How to Efficiently Compare Two Strings in R

When faced with multiple variations of inputs to your program, R allows the use of a comparator function to determine if two strings are similar in your defined terms. Let’s use an example of needing to compare strings with the same meaning but different elements.

The first vector reads as “Go To the Supermarket”, and we compare it to the string “go to the supermarket”. Obviously, these mean the same but if we decide to make our comparator sensitive to exact elements when compared (Vector1==Vector2), then the resulting case is proved false.

#define two strings
string1 — “Iguanas”
string2 — “iguanas”

#case-sensitive comparison
string1 == string2

[1] FALSE

#case-insensitive comparison
tolower(string1) == tolower(string2)

[1] TRUE

Commands can also be more specific. To see if strings are exactly alike, simply tell your comparator to look for two exact cases.

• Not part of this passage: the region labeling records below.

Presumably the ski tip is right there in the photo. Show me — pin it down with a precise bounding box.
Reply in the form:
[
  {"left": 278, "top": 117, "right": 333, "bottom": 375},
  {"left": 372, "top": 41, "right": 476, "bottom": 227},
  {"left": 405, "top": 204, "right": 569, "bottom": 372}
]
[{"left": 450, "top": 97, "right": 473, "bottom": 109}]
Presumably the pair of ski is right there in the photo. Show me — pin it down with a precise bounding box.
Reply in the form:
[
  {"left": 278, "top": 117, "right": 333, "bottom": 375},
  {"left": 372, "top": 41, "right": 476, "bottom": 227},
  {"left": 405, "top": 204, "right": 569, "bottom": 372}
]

The Identical command will read the first string (Apple, Pear, Orange) and only prove True when matching those exact elements. If you need a very narrow bracket for accepted strings, the identical tool is very useful.

#define two vectors of strings
vector1 — c(“hey”, “hello”, “HI”)
vector2 — c(“hey”, “hello”, “hi”)

#case-sensitive comparison
identical(vector1, vector2)

[1] FALSE

#case-insensitive comparison
identical(tolower(vector1), tolower(vector2))

[1] TRUE

There may be a case where you want to accept certain elements that appear in different strings. Faced with vector1 (“red”, “blue, “orange”) the %in% operator compares it to vector2 (“purple”, “orange”, “violet”) and picks out the matching element “orange”. These variations of comparators are all available in the R tool library to meet a variety of cases where two strings need to be compared. Another example would be:

#define two vectors of strings
vector1 — c(“Tokyo”, “Beijing”, “Hong Kong”)
vector2 — c(“Singapore”, “Beijing”, “Tokyo”)

#find which strings in vector1 are also in vector2
vector1[vector1 %in% vector2]

[1] “Beijing” “Tokyo”

Other R users have noted more advanced uses of comparators. the str_equal holds to the Unicode rule to assign different parts of code in sequence to mean the same character. Strings seeming dissimilar can have different elements but the underlying character assigned to each will be equal and read as a True outcome. A scenario may look like such:

a1 “\u00Aa1”
a2 “a\ie0301”
c(a1, a2)
#[1] “á” “á”

a1 == a2
#[1] FALSE
str_equal(a1, a2)
#[1] TRUE

So there are many ways to compare strings in R. The most efficient will depend on your parameters and what you require from the outcome.